Last modified: 2010-05-05 16:14:08 UTC
The ProofreadPage extension can now extract the text layer from djvu files. Please enable this on all Wikisource subdomains. To enable, add the following line to LocalSettings : $wgDjvutxt = 'djvutxt'; (see revision 48533, url provided)
I need to review this change with Brion later. I am assigning this to me so its in my list.
This isn't ready to be used. a) We haven't killed the Fedora boxes, so installing new software is not convenient for deployment. b) We're avoiding adding new NFS-based failure points; this would add another access-to-files-over-NFS which is dangerous.
Is your point b) something that should be fixed by changing the code ? The djvu file is already accessed when the thumbnail is created. Sould the text be extracted at the same time ?
The thumbnail is created on the image scaler servers, not on the core Apache servers, which at least partially isolates it (but not completely since metadata is pulled and uploads/moves/etc are done on main Apaches). Once we've moved to a separate storage architecture, things like this'll either need to be done at upload time while we're working with a local file, or will need to fetch the file from the store, work on the local temp file, and then discard the temp file.

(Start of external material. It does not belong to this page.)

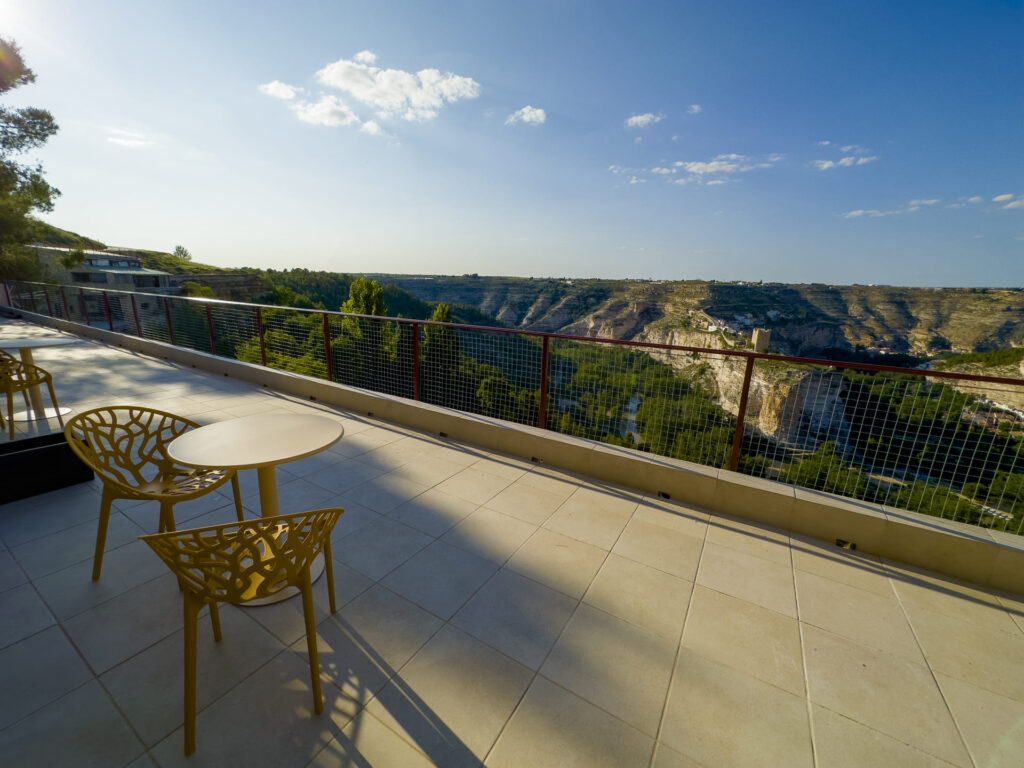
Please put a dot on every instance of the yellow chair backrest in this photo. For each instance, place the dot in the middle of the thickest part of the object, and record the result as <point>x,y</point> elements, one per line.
<point>125,443</point>
<point>241,561</point>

I think you do not want to fetch and discard a 20M djvu file everytime you extract a single page from it. And I suppose that doing this at upload time would require a schema change. Perhaps the text extraction should be performed on the scaler servers ? Please let me know if there is anything I can do to help/speedup this. I think having this feature is important for our project (currently our contributors need to ask robot owners to do the preprocessing for them; it will free them from this dependence), and I am willing to spend time on this if it can elp.
How about performing the text extraction in DjvuHandler::doTransform ? We could modify the thumbnail syntax a little bit, so that something like : /w/images/thumb/a/ab/Foo.djvu/page100-djvutxt-Foo.djvu.txt would return a text file.
Reverted latest versions in r50026; extra dependencies and security holes.
(In reply to comment #7) > Reverted latest versions in r50026; extra dependencies and security holes. Does that mean this should be re-opened?
I don't think so; check more recent revisions.